En attendant, les employés des hôpitaux, non contents d’avoir la sécurité de l’emploi, avantage dont on verra en 2009 tout le prix, demandent sans vergogne à Sarkozy plus de fric au motif que, s’il a aidé les banques, il peut bien aider aussi les personnels hospitaliers.

Ils ont aussi peu de chance d’être entendus par un Etat français qui n’a justement plus d’argent pour eux, ni pour d’autres d’ailleurs, au motif qu’ils ne sont pas les plus à plaindre et qu’il fallait absolument sauver les banques, pour irresponsables qu’elles aient été, que de voir voir le Prince Charmant réveiller la Belle Endormie.

Tiens, c’est de saison, il y a justement de la neige dehors, et tout est blanc.

4 commentaires

  1. Les USA ont aussi un traitement du chomage basé sur la prison … puisque 2% de la population active s’y trouve. Vous ajoutez que l’armée recrute aussi le reste des bras cassés pour aller se faire tailler en pièce en Irak.
    Voilà une façon de s’occuper du chômage des mals formés.
    De plus vous le dites, vous même, être aux chômages aux USA ne donnent pas droit à des aides importantes, voire aucune. Donc certains ne se font pas connaitre puisque cela ne sert à rien.

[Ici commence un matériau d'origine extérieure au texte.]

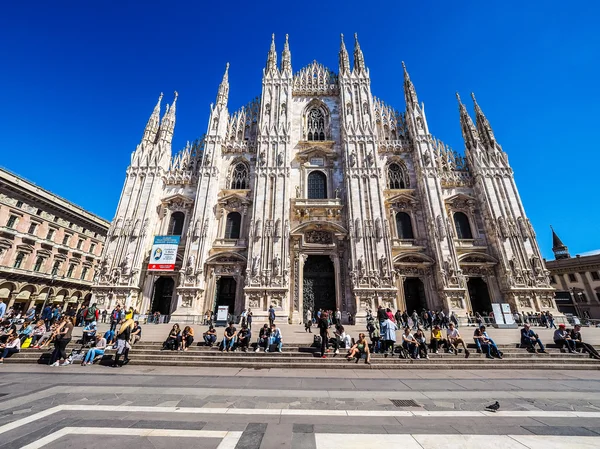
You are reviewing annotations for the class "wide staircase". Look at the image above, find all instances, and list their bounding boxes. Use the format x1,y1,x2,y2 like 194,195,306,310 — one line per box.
7,341,600,370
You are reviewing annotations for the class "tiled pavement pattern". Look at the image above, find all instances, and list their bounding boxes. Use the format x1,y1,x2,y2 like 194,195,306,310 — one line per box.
0,365,600,449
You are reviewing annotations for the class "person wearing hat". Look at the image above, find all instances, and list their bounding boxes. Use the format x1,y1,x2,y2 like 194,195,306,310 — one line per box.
521,323,546,354
553,323,577,352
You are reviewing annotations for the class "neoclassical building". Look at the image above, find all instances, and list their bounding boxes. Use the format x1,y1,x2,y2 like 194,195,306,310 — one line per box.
0,168,109,311
94,36,556,322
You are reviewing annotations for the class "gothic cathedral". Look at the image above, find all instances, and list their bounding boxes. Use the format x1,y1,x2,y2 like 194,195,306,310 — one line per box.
94,36,557,323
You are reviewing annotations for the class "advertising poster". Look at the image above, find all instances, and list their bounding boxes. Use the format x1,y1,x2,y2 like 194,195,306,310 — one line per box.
148,235,181,271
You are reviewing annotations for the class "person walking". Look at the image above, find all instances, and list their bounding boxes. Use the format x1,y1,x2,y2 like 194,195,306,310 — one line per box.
317,312,329,359
269,304,275,327
304,309,312,334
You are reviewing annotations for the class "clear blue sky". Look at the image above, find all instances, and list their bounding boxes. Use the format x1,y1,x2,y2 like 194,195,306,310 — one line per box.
0,0,600,259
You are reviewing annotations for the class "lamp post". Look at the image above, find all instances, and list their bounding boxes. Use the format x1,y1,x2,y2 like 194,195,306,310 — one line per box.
41,270,56,313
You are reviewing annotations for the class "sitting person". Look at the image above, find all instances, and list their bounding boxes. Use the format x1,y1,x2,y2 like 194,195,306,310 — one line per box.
81,321,96,346
104,329,116,346
553,323,577,353
221,321,237,352
255,323,271,352
162,323,181,351
446,323,471,359
130,321,142,346
571,324,600,360
329,322,352,354
237,324,252,352
402,326,418,359
202,324,217,348
179,326,194,351
81,335,106,366
521,323,546,354
367,316,381,353
413,328,429,359
0,335,21,364
19,321,33,341
346,332,371,365
429,324,446,354
30,320,46,348
265,323,283,352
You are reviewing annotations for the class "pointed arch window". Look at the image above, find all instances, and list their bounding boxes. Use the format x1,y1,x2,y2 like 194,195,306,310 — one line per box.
306,108,326,140
13,253,25,268
388,162,408,189
308,171,327,200
167,212,185,235
225,212,242,239
396,212,415,240
231,162,250,189
454,212,473,239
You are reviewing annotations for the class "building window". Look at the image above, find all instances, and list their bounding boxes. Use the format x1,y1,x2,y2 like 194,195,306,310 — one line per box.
454,212,473,239
388,163,408,189
306,108,325,140
13,253,25,268
308,171,327,200
396,212,415,240
6,215,17,228
231,162,250,189
33,256,44,271
50,260,60,276
225,212,242,239
167,212,185,235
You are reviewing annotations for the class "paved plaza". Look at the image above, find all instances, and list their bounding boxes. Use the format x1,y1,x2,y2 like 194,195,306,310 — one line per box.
0,364,600,449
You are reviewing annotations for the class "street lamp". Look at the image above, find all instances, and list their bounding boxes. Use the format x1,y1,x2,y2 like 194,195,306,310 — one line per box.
42,270,57,313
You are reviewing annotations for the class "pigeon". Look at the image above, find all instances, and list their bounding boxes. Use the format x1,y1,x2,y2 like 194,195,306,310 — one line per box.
486,401,500,412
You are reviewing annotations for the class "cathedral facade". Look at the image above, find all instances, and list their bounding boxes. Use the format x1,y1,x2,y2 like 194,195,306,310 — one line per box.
94,36,556,323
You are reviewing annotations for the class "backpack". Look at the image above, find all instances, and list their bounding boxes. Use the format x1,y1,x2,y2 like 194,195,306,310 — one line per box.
85,305,97,321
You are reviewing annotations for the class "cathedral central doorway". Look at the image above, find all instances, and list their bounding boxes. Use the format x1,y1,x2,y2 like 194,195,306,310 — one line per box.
302,256,337,316
404,278,427,315
151,276,175,315
214,276,237,315
467,277,492,314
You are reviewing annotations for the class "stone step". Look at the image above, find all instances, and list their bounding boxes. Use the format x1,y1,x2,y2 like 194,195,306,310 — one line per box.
11,358,600,370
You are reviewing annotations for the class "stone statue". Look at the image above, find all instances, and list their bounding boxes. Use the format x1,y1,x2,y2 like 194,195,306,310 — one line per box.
121,253,132,276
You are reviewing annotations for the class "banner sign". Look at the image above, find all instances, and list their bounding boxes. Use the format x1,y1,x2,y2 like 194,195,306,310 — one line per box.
148,235,181,271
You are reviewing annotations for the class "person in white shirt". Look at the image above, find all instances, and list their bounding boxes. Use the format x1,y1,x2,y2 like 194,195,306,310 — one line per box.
446,323,471,359
0,335,21,364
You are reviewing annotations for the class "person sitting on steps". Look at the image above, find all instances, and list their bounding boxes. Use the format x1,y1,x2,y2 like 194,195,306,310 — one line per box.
429,324,446,354
237,324,252,352
346,332,371,365
265,324,283,352
446,323,471,359
553,323,577,353
179,326,194,351
521,323,546,354
255,323,271,352
202,324,217,348
221,321,237,352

    Ceci dit, nos chiffres français étant aussi trafiqués en divisant les chomeurs en 7 catégories et en publiant qu’une seule sorte.

    Il est donc bien difficile de savoir qui bosse dans nos deux pays.

    Et vous, ça va ? La crise, vous pensez la surmonter ? Je me fais du soucis.

    Commentaire by Blop — 10 janvier 2009 #

  2. L ‘ Etat n ‘ a plus d ‘ argent ??? Mais il vient de
    renflouer mon banquier … et moi qui voulait deman-
    der une aide personalisée de solidarité pour payer
    mon paquet de gris hebdomadaire , que vais-je faire ?
    Au secours , cher Jus !!!

    Commentaire by jerome — 10 janvier 2009 #

  3. Cher Jérôme, l’Etat n’a plus d’argent justement parce qu’il vient de renflouer les banquiers. Ce n’est pas juste, je sais, car les banquiers, loin de mériter ce renflouement, n’ont eu à mettre en avant, que l’immensité de leurs besoins, et l’incapacité de notre société de se passer de ses banques, en tout point comparable avec l’incapacité de nos banques de se passer de cette aide.
    Ce faisant, l’Etat a procédé non suivant la formule capitaliste « à chacun selon ses mérites », mais bien suivant la formule communiste « à chacun selon ses besoins ».
    Et les Français sont appelés à payer suivant l’autre moitié de cette formule communiste : »de chacun selon ses capacités ».
    En l’occurrence, on pourra parler ici de Sarkommunisme.

    Commentaire by JM2 — 11 janvier 2009 #

  4. Cher Blop, vous avez raison, une comparaison directe des chiffres du chômage entre la France et les Etats-Unis ne serait pas totalement pertinente. C’est pourquoi je m’étais bien gardé de la faire, préférant comparer les données du chômage dans ces 2 Etats différents en 1993 et en 2008, comparaison qui, elle, est représentative.
    Quant à savoir qui bosse, je vous ferai la réponse de Robert Mc Namara, secrétaire américain à la Défense pendant la présidence Kennedy. Des journalistes à qui il faisait visiter le Pentagone lui demandaient combien de gens y travaillaient, chiffre alors tenu secret. Il a répondu: « oh, à peu près un tiers du personnel, je pense »

    Commentaire by JM2 — 11 janvier 2009 #

Désolé, les commentaires sont fermés pour le moment.